El hombre asustado, tenso y sudoroso no sabe lo que pasa. Da un brinco, salta de la cama y abre la ventana. Con pasos zigzagueantes camina aletargado, semidormido, sonámbulo.
-Manuela, ¿qué está pasando? ¿Por qué gritas? Me has asustado. ¿Y mi Rosa?, ¿qué pasa con nuestra hija?, ¿dónde está nuestra Rosita?
Ella se recuesta en la cama y con delicada y emocionada voz trata de calmarlo.
-Por Dios, Andrés, vuelve a mi lado. Ven, abrázame y calma tus temores.
Manuela calla un instante, lanza un suspiro y con palabra tierna y mimosa continúa:
-Andrés, pon tus manos en mi vientre, palpa y presta atención al ajetreo de tu hija. Notarás su pataleo, su vida, sus ganas de conocerte. Pronto la abrazarás y acunarás pues ya está a punto de salir. Fue engendrada hace casi nueve meses. Debió ser el mismo día de la boda. Y claro que sí, Andrés. De nombre le pondremos Rosa. Nuestra hija se llamará Rosa, lo mismo que tu madre. Pero ahora aquiétate, duerme y descansa y mañana me cuentas qué es lo que soñaste. Presiento que tu sueño fue desagradable. Duerme, querido Andrés. Duerme y sosiega.

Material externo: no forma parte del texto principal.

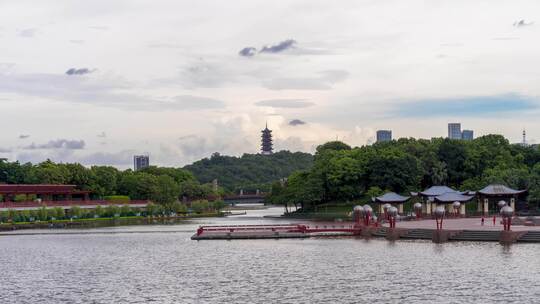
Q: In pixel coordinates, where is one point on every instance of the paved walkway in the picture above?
(462, 224)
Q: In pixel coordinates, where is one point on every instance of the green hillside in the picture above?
(251, 171)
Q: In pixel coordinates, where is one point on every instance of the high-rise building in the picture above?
(140, 162)
(384, 135)
(454, 130)
(467, 135)
(266, 141)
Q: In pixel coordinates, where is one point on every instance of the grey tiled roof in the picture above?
(392, 197)
(499, 190)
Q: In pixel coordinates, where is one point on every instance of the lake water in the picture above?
(160, 264)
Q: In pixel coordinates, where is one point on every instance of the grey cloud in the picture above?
(99, 27)
(522, 23)
(324, 81)
(280, 47)
(203, 74)
(27, 33)
(122, 158)
(188, 102)
(98, 92)
(248, 52)
(296, 122)
(284, 103)
(81, 71)
(58, 144)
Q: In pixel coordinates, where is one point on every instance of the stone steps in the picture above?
(475, 235)
(530, 236)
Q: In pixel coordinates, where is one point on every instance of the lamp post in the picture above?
(392, 214)
(358, 212)
(439, 216)
(367, 214)
(456, 206)
(507, 212)
(385, 209)
(418, 210)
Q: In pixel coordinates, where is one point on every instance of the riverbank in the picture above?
(104, 222)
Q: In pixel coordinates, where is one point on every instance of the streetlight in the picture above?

Andrés acaricia el abultado vientre de Manuela y de su labios se desprenden besos que pone en su cuello con ternura y con amor.
-Durmamos, pues, Manuela, que no está amanecido, que aún brillan las estrellas en el cielo y todavía no cantó el gallo del corral. Sólo una cosa mujer. Dime, ¿te hice mucho daño en la garganta?
Ella, con un leve susurro, le responde:
-Calla y duerme, Andrés. Calla y duerme, esposo mío.